Plusvalenze e manovra stipendi: perché la Juventus non ha paura

Il club ha esplicitato il proprio convincimento attraverso vie istituzionali che dal punto di vista mediatico non hanno lo stesso impatto: le contestazioni offrono spunti di difesa in giurisprudenza

Senza dover sposare il convincimento di Sir Winston Churchill per cui “Una bugia fa in tempo a compiere mezzo giro del mondo prima che la verità riesca a mettersi i pantaloni”, per orientarsi al meglio sull’indagine che riguarda la Juventus e i suoi tre bilanci, dal 19/20 al 21/22, è comunque consigliabile affinare l’orecchio al fine di sentire non solo le presunte verità urlate e provare così ad ascoltare anche i ragionamenti spiegati a tono di voce normale. Fanno meno rumore, quindi attirano meno in assoluto, ma probabilmente consentono di mettere a fuoco in maniera nitida i fatti. Che, si sa, saranno poi oggetto di valutazione e giudizio qualora il Giudice dell’udienza preliminare, nella prima seduta che sarà calendarizzata per fine febbraio inizio marzo, dovesse decidere di accogliere la richiesta di rinvio a giudizio per i 12 dirigenti bianconeri e la società stessa. I reati, tra gli altri, false comunicazioni sociali e ostacolo alla vigilanza Consob.

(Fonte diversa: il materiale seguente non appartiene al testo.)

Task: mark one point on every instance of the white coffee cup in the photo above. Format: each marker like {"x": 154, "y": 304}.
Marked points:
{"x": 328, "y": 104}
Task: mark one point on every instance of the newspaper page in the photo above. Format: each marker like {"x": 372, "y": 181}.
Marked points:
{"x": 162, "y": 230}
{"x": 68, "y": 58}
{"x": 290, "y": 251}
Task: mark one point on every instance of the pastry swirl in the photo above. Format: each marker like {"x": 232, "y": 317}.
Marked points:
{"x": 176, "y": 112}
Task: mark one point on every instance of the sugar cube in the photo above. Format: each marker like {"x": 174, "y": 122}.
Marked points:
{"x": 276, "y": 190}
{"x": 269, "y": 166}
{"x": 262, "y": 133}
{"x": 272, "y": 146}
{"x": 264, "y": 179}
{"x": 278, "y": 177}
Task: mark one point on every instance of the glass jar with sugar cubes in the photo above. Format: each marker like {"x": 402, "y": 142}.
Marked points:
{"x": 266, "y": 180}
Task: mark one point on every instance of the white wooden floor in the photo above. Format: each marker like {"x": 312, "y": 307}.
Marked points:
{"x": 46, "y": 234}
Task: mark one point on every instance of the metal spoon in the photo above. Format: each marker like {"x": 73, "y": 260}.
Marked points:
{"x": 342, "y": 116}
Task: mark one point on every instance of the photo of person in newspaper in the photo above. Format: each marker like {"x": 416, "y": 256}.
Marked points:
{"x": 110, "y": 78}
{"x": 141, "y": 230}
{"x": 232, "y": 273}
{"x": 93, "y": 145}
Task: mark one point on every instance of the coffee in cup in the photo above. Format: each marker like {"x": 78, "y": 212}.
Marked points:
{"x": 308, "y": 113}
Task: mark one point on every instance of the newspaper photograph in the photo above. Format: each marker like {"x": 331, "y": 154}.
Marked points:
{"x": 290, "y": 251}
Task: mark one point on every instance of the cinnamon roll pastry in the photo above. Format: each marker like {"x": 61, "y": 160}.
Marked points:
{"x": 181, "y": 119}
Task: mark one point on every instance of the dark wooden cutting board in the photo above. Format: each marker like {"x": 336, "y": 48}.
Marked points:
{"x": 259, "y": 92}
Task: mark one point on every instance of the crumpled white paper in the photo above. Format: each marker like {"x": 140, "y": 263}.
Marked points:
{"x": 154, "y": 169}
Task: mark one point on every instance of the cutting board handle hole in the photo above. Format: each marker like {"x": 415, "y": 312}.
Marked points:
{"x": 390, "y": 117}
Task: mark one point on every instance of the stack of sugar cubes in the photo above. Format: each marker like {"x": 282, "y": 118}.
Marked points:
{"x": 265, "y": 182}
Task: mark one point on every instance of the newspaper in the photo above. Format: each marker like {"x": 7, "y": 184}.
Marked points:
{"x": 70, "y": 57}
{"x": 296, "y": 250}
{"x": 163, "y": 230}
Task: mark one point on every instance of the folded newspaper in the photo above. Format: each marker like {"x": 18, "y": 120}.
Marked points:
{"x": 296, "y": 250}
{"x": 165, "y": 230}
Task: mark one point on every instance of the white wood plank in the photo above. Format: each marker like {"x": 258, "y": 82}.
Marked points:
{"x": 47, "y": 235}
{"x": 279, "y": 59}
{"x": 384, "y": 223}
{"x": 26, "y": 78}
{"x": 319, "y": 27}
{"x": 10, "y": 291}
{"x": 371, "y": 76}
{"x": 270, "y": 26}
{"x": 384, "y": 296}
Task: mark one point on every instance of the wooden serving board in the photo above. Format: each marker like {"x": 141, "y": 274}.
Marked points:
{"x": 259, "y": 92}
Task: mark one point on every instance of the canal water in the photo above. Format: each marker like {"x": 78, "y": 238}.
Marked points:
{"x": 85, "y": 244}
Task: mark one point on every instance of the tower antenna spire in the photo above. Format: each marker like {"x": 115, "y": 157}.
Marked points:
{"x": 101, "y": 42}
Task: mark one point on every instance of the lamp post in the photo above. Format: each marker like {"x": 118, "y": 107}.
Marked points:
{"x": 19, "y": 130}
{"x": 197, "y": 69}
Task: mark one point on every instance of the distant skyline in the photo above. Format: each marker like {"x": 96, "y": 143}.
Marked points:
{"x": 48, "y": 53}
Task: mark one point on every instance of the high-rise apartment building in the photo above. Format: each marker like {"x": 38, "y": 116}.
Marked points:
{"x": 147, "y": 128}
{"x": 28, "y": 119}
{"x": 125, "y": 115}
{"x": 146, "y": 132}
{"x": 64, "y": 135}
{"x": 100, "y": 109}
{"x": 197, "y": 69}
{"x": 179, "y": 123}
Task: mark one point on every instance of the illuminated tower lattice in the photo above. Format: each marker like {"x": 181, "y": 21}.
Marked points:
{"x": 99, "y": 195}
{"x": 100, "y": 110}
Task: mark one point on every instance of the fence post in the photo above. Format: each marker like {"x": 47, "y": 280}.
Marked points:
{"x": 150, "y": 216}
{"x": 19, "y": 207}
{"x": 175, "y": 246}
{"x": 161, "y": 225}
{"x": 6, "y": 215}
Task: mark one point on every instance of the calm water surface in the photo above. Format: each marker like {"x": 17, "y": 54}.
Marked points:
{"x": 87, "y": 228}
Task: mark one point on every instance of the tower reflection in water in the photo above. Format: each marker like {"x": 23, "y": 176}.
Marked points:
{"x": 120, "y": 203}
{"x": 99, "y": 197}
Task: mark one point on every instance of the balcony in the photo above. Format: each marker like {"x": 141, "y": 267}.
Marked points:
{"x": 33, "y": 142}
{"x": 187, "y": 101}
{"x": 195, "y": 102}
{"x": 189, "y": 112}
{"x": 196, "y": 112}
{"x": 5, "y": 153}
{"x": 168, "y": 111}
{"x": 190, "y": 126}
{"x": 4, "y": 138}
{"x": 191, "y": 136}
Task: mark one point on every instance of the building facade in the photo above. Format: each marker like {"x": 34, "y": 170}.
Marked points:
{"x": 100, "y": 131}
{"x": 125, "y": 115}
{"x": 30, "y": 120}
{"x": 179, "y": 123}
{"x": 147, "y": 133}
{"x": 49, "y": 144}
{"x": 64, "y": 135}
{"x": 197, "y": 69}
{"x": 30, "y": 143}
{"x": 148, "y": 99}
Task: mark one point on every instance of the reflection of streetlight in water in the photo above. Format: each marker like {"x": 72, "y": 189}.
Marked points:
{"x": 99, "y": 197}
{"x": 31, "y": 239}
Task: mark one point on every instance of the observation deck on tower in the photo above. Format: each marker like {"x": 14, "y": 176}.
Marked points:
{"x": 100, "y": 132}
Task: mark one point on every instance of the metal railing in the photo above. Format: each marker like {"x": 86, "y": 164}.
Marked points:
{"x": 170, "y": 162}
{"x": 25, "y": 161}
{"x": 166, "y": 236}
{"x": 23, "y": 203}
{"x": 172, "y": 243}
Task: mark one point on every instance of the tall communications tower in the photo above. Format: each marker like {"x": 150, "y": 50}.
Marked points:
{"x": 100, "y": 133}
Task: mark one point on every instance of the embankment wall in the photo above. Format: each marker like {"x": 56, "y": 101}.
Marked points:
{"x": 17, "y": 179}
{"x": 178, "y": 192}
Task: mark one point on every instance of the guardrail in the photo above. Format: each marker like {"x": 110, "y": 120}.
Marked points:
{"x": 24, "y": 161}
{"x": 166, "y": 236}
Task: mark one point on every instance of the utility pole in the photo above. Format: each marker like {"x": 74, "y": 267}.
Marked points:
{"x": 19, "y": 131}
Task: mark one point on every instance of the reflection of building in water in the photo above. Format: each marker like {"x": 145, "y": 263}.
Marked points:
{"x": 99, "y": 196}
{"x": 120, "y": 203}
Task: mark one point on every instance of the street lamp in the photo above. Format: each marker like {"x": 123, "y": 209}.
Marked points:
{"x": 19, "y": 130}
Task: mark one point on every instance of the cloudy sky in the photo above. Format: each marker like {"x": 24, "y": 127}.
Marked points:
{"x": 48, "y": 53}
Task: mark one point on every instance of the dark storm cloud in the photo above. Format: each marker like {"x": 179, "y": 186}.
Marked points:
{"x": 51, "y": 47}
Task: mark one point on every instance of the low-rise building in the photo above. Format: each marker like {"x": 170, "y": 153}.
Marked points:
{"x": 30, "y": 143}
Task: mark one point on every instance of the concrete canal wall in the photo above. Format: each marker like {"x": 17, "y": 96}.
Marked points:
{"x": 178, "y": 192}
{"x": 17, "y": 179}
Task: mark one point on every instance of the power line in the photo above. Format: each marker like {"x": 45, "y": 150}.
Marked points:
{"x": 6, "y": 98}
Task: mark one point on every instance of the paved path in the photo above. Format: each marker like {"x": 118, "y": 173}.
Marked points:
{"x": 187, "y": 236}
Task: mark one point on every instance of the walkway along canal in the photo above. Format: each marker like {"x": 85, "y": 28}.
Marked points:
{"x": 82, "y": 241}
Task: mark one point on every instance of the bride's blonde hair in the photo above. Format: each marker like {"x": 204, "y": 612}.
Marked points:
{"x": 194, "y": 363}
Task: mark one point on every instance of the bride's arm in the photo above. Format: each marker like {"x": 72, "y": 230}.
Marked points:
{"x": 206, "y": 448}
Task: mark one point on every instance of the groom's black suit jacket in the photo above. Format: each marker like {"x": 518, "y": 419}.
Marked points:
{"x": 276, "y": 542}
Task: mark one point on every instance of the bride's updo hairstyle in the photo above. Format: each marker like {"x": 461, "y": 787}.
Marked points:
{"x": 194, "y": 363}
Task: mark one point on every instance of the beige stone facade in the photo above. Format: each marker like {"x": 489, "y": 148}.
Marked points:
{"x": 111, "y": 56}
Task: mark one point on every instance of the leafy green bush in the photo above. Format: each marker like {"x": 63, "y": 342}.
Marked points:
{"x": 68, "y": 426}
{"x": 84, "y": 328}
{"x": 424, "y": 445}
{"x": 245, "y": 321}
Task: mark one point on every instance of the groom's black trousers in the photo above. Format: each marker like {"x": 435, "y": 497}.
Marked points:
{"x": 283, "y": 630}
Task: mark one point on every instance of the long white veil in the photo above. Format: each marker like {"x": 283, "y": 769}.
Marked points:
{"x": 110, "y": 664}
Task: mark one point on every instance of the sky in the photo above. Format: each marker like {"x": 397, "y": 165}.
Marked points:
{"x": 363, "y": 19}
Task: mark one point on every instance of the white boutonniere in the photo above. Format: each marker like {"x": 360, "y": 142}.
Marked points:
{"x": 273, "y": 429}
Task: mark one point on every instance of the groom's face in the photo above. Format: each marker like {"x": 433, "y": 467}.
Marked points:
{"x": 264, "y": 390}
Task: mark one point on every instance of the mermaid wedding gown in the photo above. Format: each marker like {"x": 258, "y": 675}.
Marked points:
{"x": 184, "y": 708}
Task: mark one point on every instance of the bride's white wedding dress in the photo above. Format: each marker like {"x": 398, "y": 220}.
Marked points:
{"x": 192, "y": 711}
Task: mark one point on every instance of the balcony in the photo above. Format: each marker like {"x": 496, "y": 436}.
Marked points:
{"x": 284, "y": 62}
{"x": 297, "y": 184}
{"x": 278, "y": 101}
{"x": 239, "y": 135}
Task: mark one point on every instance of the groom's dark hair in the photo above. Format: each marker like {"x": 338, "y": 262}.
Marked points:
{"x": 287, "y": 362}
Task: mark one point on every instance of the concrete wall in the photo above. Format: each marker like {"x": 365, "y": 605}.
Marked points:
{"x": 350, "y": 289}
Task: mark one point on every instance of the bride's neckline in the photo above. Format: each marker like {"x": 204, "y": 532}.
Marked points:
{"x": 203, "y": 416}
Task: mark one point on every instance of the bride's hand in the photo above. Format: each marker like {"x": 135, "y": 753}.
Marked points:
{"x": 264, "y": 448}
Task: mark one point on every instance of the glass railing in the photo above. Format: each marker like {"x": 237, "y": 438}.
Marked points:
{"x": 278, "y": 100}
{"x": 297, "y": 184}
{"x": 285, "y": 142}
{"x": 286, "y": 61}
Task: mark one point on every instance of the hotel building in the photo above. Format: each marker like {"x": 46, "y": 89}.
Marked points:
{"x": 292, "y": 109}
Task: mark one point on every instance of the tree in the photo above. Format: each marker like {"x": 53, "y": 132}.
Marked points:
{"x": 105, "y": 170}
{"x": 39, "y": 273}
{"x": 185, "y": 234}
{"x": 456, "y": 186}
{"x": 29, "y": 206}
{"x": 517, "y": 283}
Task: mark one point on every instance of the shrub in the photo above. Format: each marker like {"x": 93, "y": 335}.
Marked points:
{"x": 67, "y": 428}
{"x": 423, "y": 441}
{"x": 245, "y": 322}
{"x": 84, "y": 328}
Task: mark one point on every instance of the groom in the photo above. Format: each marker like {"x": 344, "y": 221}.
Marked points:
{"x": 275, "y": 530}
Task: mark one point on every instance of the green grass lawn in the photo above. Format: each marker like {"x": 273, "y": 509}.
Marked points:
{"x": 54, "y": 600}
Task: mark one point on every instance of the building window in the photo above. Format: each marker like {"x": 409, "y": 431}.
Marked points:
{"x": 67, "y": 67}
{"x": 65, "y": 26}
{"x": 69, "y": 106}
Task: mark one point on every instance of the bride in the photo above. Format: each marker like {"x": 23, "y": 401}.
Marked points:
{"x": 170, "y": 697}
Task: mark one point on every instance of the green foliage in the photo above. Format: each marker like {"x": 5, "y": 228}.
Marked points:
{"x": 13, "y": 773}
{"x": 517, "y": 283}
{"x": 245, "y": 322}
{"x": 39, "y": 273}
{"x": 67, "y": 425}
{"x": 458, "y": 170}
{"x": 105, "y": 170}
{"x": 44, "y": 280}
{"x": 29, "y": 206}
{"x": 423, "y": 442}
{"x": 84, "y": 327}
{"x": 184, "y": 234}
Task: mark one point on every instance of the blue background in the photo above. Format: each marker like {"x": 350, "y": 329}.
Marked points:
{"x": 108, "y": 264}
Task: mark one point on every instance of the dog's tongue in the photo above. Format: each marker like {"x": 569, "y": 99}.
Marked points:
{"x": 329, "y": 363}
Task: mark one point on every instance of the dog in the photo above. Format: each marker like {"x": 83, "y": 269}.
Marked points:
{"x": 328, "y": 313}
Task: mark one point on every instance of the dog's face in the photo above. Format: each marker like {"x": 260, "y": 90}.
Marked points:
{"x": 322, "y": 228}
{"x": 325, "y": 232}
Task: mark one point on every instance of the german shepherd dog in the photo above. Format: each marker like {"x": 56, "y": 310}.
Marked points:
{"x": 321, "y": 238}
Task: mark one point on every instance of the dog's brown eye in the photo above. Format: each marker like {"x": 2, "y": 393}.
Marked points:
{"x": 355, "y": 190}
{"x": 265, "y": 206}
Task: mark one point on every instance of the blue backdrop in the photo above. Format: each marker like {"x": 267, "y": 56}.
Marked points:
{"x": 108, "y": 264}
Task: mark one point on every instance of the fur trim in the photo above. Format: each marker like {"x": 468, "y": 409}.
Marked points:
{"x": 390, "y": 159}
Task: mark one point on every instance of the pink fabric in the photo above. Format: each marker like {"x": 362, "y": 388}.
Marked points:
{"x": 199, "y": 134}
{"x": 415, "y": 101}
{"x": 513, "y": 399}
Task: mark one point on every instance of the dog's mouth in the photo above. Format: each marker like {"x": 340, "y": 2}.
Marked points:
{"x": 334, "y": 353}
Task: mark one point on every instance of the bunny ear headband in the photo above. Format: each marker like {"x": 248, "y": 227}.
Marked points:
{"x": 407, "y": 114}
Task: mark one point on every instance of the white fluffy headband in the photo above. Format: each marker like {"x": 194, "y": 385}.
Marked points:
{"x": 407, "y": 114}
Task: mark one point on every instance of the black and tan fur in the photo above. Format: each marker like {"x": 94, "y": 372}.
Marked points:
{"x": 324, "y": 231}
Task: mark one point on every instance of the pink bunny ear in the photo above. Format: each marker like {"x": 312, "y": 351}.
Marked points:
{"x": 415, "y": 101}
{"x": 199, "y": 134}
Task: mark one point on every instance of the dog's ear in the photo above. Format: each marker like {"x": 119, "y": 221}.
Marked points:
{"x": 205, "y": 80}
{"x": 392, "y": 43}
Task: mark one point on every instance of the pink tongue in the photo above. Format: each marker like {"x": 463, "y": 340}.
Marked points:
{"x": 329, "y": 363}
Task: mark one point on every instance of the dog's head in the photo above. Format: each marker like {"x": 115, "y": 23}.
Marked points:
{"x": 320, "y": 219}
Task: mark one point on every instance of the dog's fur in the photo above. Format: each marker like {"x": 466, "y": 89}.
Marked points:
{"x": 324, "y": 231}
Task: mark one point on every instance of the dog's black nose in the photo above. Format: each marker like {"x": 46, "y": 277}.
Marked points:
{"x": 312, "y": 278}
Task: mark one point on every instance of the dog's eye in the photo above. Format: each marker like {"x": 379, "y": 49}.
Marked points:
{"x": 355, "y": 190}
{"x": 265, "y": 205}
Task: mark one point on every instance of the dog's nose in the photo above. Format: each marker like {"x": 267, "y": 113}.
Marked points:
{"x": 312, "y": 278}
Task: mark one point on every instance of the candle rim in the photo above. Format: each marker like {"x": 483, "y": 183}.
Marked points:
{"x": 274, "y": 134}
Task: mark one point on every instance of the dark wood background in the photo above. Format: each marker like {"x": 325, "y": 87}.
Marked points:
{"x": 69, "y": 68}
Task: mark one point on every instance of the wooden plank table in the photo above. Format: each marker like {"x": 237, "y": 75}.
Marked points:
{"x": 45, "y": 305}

Juve, profilo basso e vie istituzionali

Da quando è scoppiata la bomba mediatica, sulla scena hanno dominato i titoli che riprendevano le tesi dell’accusa, infiorati da stralci di intercettazioni decontestualizzate e comunque funzionali ad aumentare il clamore della vicenda, mentre la parte indagata, ovvero il club juventino, ha preferito non esporsi, anche per evitare di anticipare quella che sarà la propria linea e condotta difensiva. Che verrà svelata solo nel momento in cui le parti avverse si confronteranno nella prima udienza, dove peraltro si registrerà una nuova istanza di competenza territoriale per chiedere di vedere spostato il procedimento dal tribunale di Torino a quello di Milano o Roma dove si sarebbe configurato, secondo la difesa, il reato, in quanto le comunicazioni agli azionisti avvengono alla Borsa milanese che ha i data center nella capitale. In realtà la nuova istanza potrebbe non concretizzarsi se nel frattempo la Procura generale della Cassazione dovesse accogliere la prima richiesta dai legali bianconeri. Dunque la Juventus prosegue col profilo basso ma sbaglia chi pensa che possa valere in questo caso il principio per cui “chi tace acconsente”. Anche perché in realtà la Juventus ha esplicitato il proprio pensiero-convincimento solo che ha utilizzato vie istituzionali che dal punto di vista mediatico non hanno lo stesso impatto della montagna di titoli e servizi tv in cui si punta sul virgolettato estrapolato di alcune intercettazioni. La Juve si è dunque espressa nei “nuovi progetti di bilancio d’esercizio” in cui ha recepito solo in parte le eccezioni di congruità rilevate dalla Consob, contabilizzando così in maniera diversa, rispetto alla prima stesura oggetto della contestazione, i debiti relativi alla manovra stipendi. Da aggiungere poi una dichiarazione perentoria di John Elkann, numero uno di Exor, socio di maggioranza della Juventus, sicuro della liceità del lavoro svolto dal cugino Andrea Agnelli.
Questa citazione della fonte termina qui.